RAM is first-come-first-serve. If userA runs 9 processes that allocate 10% of memory each, and then userB logs on, userB will see only 10% of memory left. In the event that memory is exhausted, Linux will start killing processes. The OOM killer is not tuned for multi-user, as far as I know, so it may be unfair in this scenario.
CPU time is generally allocated on a per-process basis, not per-user (but see below).
Any process which is ready to run (not sleeping, waiting on I/O, etc.) is considered for scheduling. (Processes which are not ready to run, are ignored, and so "don't count". (This is a slight oversimplification, but close enough.))
In the simplest model, if two users are running one process each, they each get roughly half of available CPU time.

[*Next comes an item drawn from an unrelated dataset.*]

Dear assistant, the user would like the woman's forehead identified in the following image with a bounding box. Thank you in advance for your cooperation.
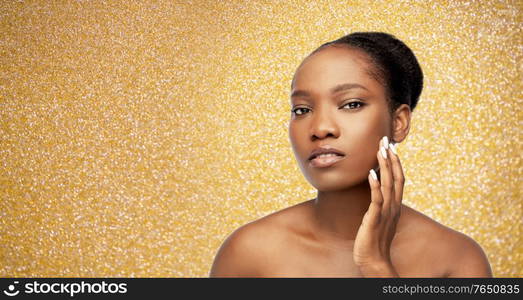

But if userA is running 10 processes, and userB is running 1 process, then userA gets 90% of CPU and userB gets 10% of CPU (all other things being equal).
However, the Linux scheduler can refine this by grouping processes together, and then allocating CPU time between those groupings.
Further, Linux has the capability to automatically group processes based on the session ID (typically associated with terminals, terminal windows, and/or X login sessions). This is called "autogrouping". The goal is that a single user running a heavy background task in one window, and an interactive task in another window, will still see responsive interactive performance.
Both of these capabilities are enabled by default on Ubuntu, as far as I can determine.
I cannot find information on how task groups and/or autogrouping behave in a multi-user workload. In theory, if the scheduler put each user in a separate task group, then users would always get balanced access to the CPU (50/50 for two users). However, I don't find anything that says this will happen automatically.